Cette cité baptisée pompeusement «promotionnelle» constitue l’un des plus révoltants points noirs de la commune de M’Chedallah. Elle affiche un décor lamentable de délabrement pour ne pas dire de clochardisation qui se répercute sensiblement sur le quotidien des résidents, qui ne cessent de dénoncer l’abandon de ce quartier à travers de nombreuses doléances accompagnées de pétitions adressées aux autorités, restées malheureusement lettre morte.

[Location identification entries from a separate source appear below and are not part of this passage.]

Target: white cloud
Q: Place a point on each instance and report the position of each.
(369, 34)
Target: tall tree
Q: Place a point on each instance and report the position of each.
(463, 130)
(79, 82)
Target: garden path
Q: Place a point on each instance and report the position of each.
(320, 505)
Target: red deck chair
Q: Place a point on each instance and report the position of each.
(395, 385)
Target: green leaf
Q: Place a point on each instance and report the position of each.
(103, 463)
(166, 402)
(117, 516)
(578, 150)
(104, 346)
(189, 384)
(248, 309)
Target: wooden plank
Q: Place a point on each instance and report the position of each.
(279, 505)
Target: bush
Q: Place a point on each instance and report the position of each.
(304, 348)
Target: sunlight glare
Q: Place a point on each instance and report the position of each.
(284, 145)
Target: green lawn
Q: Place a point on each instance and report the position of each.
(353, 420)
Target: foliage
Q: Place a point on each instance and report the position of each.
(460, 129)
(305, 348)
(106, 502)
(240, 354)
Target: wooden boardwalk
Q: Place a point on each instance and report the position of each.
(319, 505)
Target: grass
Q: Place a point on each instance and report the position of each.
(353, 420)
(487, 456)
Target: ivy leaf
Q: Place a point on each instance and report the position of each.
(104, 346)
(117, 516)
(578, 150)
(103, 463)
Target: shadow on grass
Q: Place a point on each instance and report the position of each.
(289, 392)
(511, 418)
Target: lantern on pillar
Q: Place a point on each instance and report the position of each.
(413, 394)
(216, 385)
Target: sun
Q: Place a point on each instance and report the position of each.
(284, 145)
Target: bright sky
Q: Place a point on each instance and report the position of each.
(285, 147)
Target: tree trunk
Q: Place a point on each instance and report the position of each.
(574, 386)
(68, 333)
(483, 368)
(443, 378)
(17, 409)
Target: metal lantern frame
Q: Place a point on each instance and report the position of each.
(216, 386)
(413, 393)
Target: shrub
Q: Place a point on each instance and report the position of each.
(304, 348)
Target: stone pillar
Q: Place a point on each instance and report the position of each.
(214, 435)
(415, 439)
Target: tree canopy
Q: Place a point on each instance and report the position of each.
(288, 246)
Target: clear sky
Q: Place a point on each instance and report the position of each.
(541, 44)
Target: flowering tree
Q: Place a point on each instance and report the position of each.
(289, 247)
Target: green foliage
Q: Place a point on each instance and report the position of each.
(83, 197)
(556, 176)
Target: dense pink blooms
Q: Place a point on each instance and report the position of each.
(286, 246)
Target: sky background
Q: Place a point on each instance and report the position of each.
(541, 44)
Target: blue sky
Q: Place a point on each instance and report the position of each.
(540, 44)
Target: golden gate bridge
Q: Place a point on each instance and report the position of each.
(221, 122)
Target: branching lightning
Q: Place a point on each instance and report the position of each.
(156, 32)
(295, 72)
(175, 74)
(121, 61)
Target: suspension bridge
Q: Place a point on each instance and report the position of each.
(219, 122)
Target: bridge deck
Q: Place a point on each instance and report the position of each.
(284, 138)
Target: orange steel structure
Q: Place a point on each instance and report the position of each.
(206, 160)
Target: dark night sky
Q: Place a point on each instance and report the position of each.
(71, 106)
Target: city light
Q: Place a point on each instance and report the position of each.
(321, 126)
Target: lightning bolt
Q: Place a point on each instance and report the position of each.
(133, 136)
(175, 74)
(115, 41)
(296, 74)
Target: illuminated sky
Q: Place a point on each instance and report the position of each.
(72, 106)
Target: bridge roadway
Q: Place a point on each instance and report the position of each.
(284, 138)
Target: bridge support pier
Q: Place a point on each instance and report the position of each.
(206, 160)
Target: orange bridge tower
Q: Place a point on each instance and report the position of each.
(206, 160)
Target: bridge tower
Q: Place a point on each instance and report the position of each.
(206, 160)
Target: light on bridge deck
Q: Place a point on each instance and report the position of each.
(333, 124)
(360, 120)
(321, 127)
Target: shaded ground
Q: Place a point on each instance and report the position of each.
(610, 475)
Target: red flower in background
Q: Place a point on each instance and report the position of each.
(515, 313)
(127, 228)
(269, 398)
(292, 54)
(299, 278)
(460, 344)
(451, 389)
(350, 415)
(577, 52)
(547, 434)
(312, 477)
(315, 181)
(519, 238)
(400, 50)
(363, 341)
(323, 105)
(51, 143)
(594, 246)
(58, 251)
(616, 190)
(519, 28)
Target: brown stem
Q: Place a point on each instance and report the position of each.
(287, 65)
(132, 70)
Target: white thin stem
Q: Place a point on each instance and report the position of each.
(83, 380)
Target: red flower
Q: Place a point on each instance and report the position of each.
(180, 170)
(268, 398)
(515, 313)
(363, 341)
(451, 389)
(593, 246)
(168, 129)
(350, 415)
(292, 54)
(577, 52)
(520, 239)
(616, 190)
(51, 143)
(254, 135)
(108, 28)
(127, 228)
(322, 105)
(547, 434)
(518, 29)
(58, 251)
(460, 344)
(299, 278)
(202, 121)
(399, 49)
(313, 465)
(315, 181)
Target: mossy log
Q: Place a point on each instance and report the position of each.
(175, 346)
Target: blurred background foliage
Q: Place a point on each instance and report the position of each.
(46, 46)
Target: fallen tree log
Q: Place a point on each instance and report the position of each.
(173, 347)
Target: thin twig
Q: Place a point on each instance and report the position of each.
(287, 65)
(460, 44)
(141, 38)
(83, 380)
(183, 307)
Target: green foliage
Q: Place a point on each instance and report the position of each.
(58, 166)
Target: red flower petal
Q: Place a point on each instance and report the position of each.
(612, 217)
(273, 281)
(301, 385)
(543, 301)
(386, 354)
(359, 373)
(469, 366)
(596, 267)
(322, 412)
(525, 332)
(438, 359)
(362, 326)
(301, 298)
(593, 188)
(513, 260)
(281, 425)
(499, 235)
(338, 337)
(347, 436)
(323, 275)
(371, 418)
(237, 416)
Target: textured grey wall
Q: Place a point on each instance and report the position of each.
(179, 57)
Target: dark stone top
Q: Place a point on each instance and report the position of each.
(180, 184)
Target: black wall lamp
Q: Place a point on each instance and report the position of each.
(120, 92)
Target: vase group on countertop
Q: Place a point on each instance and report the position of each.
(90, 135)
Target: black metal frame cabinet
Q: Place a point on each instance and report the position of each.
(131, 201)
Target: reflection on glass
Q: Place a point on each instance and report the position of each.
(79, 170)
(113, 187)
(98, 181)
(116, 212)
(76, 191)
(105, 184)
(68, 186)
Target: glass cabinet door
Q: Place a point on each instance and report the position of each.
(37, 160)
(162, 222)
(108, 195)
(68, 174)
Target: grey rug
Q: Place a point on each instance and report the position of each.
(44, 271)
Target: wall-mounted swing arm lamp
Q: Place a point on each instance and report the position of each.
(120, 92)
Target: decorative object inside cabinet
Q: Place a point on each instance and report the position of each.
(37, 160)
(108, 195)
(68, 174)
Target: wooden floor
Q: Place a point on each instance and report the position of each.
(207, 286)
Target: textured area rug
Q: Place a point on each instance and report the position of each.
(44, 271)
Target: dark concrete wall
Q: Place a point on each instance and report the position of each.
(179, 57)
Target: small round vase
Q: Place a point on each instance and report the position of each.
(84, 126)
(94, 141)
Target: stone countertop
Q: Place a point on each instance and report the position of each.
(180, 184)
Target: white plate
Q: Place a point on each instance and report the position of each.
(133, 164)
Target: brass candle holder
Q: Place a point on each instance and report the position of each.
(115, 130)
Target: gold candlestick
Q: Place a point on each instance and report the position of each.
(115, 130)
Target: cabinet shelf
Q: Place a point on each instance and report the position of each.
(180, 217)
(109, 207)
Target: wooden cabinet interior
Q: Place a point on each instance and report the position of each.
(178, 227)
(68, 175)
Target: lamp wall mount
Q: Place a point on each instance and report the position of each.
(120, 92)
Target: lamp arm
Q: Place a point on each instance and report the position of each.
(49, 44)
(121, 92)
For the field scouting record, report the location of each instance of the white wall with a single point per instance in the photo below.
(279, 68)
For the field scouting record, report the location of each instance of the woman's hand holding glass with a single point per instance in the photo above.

Réceptionnés en 1997, les 56 logements ont été attribués sans la réalisation de l’ensemble des équipements et aménagements comme les voiries et allées non revêtues, dont certaines sont toujours a l’état de sentier en terre battue. A l’image de celle qui mène au lycée Naceredine, une piste qui reçoit les eaux de pluie transformant la piste en marécage dans lequel pataugent les lycéens. Par manque d’entretien, les avaloirs réalisés ont fini au bout de 2 ans de par être complètement bouchés ne servant plus à rien. Le même constat concerne aussi l’éclairage public dont l’ouvrage inopérant ne fait désormais plus qu’office de décor sérieusement amoché. En plus des résidents, il est enregistré dans cette cité un lycée, une école primaire, un CEM, une boulangerie, une pâtisserie, un cabinet médical, une pharmacie et enfin de nombreux magasins d’alimentation générale. Tous évoluent dans un environnement pollué et d’une saleté repoussante, doublée d’odeurs nauséabondes que dégagent les marres des eaux usées stagnantes.
Une situation déjà évoqué et dénoncé dans ces mêmes colonnes en septembre 2010, faisant réagir le président de l’APC quelques jours plus tard. Le premier magistrat de la commune nous a alors affirmé que le dossier d’aménagement de cette cité a reçu un avis favorable de la wilaya, et qu’une enveloppe financière a été dégagée et que le lancement des travaux est une question de jours. Force est de constater que 6 mois plus tard rien n’est encore entrepris pour apporter une quelconque amélioration à la situation relatée qui s’aggraverait avec l’approche de la saison chaude.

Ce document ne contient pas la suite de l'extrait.